When collecting data intended for use by the Service Capacity Management
sub-processes, the transaction response time for services may be monitored and measured by:
Incorporating specific code within client and server applications software;
Using „robotic scripted systems‟ with terminal emulation software;
Using distributed agent monitoring software; and
Using specific passive monitoring systems.
2. Analysis
The data collected by the various monitoring activities and mechanisms will then be used to identify trends, baselines, issues and conformance or breaches to agreed service levels.

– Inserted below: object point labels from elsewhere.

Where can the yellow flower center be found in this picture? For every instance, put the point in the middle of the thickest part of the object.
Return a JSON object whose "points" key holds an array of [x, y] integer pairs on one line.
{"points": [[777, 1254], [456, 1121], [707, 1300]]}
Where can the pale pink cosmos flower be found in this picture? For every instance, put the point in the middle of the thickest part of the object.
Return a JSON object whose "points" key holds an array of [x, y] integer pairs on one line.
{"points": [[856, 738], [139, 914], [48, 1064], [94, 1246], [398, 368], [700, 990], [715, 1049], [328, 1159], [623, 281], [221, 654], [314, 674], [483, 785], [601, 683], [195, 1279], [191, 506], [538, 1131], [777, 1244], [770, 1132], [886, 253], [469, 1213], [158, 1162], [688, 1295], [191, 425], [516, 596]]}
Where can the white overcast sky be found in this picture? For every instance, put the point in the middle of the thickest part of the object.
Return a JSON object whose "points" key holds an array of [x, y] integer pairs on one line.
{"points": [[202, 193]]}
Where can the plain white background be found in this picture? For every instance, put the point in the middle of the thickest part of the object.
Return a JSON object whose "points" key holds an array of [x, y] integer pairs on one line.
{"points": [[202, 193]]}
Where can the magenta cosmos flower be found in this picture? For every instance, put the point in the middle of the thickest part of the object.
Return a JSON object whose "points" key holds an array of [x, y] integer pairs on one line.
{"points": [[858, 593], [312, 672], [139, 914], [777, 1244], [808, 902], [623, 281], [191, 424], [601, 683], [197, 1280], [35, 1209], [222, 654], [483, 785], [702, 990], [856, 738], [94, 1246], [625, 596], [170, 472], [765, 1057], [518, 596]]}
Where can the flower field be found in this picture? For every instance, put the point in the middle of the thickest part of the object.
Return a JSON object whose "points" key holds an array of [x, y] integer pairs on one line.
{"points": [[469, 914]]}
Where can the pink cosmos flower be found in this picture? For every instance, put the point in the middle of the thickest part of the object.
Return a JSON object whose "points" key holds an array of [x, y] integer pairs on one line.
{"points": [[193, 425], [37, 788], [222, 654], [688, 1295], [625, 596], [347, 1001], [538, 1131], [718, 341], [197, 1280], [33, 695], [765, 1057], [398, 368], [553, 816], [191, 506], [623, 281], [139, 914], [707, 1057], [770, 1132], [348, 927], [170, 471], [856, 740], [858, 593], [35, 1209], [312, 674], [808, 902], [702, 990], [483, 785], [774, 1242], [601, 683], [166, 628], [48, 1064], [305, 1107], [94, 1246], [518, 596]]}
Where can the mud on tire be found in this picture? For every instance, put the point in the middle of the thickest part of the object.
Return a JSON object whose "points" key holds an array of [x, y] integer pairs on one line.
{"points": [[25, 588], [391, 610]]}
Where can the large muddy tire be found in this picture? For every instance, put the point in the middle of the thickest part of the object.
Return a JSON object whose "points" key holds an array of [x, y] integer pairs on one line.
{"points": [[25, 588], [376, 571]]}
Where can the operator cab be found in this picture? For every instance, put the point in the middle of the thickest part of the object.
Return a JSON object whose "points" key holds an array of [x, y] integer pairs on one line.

There may be other issues identified such as:
Bottlenecks within the infrastructure;
Inappropriate distribution of workload across the implemented resources;
Inefficiencies in application design;
Unexpected increased in workloads and input transactions; and
Scheduled services that need to be reallocated.
3. Tuning
After analysis of collected data has occurred, there may be some corrective action that is required in order to better utilize the infrastructure and resources to improve the
performance of a particular service. Examples of the types of tuning techniques that might be used include:
Balancing workloads – transactions may arrive at the host or server at a particular gateway, depending where the transaction was initiated; balancing the ratio of initiation points to gateways can provide tuning benefits;
Balancing disk traffic – storing data on disk efficiently and strategically, e.g. striping data across many spindles may reduce data collection;
Definition of an acceptable locking strategy that specifies when locks are necessary and the appropriate level, e.g. database, page, file, record and row delaying the lock until an update is necessary may provide benefits; and
Efficient use of memory – may include looking to utilize more or less memory depending upon the circumstances.
Before implementing any of the recommendations arising from the tuning techniques, it may be appropriate to consider using one of the on-going activities to test the validity of the recommendation.
4. Implementation
The objective of implementation is to control the introduction of any changes identified into the production environment. Depending on the changes required, this may be
implemented via a normal change model (using all the normal steps of Change Management) or a standard change where there is already change approval and an established procedure for the work required.